AF is associated with increased rates of stroke, heart failure, and mortality. Lifestyle and risk factor modification are recommended to prevent AF onset, recurrence, and complications, and oral anticoagulants are recommended for those with an estimated risk of stroke or thromboembolic events of 2% or greater per year. Early rhythm control using antiarrhythmic drugs or catheter ablation is recommended in select patients with AF experiencing symptomatic paroxysmal AF or HFrEF.
在美国,约有1055万成年人患有心房颤动(AF)。AF与中风、心力衰竭、心肌梗死、痴呆、慢性肾病及死亡风险的显著增加相关。

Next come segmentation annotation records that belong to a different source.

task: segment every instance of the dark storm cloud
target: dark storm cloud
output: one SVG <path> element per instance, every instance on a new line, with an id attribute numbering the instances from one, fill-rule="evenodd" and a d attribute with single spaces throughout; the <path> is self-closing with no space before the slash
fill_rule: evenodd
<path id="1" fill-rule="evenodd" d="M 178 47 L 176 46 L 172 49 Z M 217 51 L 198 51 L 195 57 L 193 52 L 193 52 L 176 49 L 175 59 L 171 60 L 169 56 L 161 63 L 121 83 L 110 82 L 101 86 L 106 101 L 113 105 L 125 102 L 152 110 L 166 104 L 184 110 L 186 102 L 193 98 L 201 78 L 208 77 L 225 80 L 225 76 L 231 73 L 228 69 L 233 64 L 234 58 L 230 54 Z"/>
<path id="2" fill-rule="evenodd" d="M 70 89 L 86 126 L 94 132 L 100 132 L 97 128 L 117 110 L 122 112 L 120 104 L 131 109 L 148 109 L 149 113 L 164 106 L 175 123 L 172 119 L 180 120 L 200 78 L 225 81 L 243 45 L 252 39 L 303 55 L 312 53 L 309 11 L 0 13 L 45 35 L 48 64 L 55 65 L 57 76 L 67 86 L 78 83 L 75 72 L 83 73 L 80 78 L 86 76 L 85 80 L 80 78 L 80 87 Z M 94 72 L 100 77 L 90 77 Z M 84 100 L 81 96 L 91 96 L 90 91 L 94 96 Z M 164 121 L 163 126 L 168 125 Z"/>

AF的症状包括心悸、呼吸困难、胸痛、晕厥前症状、运动不耐受和疲劳,不过约10%至40%的AF患者无症状。AF可在临床问诊期间、通过可穿戴设备或通过查询心脏植入电子设备偶然检测到。在出现缺血性中风但未诊断出AF的患者中,植入式环路记录器(即皮下遥测设备)可对患者进行间歇性AF评估。2023年美国心脏病学会(ACC)/美国心脏协会(AHA)/美国临床药学学会(ACCP)/心律学会(HRS)指南编写组提出了AF演变的4个阶段:1期,有风险,定义为具有AF相关风险因素(如肥胖、高血压)的患者;2期,AF前期,心电图或影像学上有房性病变迹象但无AF;3期,存在阵发性(复发性AF发作持续时间≤7天)或持续性(持续性AF发作持续时间>7天)AF亚型;4期,永久性AF。建议在所有阶段进行生活方式和风险因素调整,包括减肥和运动,以预防AF的发生、复发和并发症。在每年发生中风和血栓栓塞事件估计风险为2%或更高的患者中,与安慰剂相比,使用维生素K拮抗剂或直接口服抗凝剂进行抗凝可将中风风险降低60%至80%。在大多数患者中,由于出血风险较低,推荐使用直接口服抗凝剂,如阿哌沙班、利伐沙班或依度沙班,而不是华法林。与抗凝治疗相比,阿司匹林疗效较差,不推荐用于预防中风。2023年ACC/AHA/ACCP/HRS指南建议,对于一些AF患者,使用抗心律失常药物或导管消融进行早期节律控制,以恢复并维持窦性心律。导管消融是有症状阵发性AF患者改善症状和减缓进展为持续性AF的一线治疗方法。对于射血分数降低的心力衰竭(HFrEF)合并AF的患者,也推荐进行导管消融,以改善生活质量、左心室收缩功能和心血管结局,如死亡率和心力衰竭住院率。
AF与中风、心力衰竭和死亡率的增加相关。建议进行生活方式和风险因素调整,以预防AF的发生、复发和并发症,对于每年发生中风或血栓栓塞事件估计风险为2%或更高的患者,推荐口服抗凝剂。对于有症状阵发性AF或HFrEF的特定AF患者,建议使用抗心律失常药物或导管消融进行早期节律控制。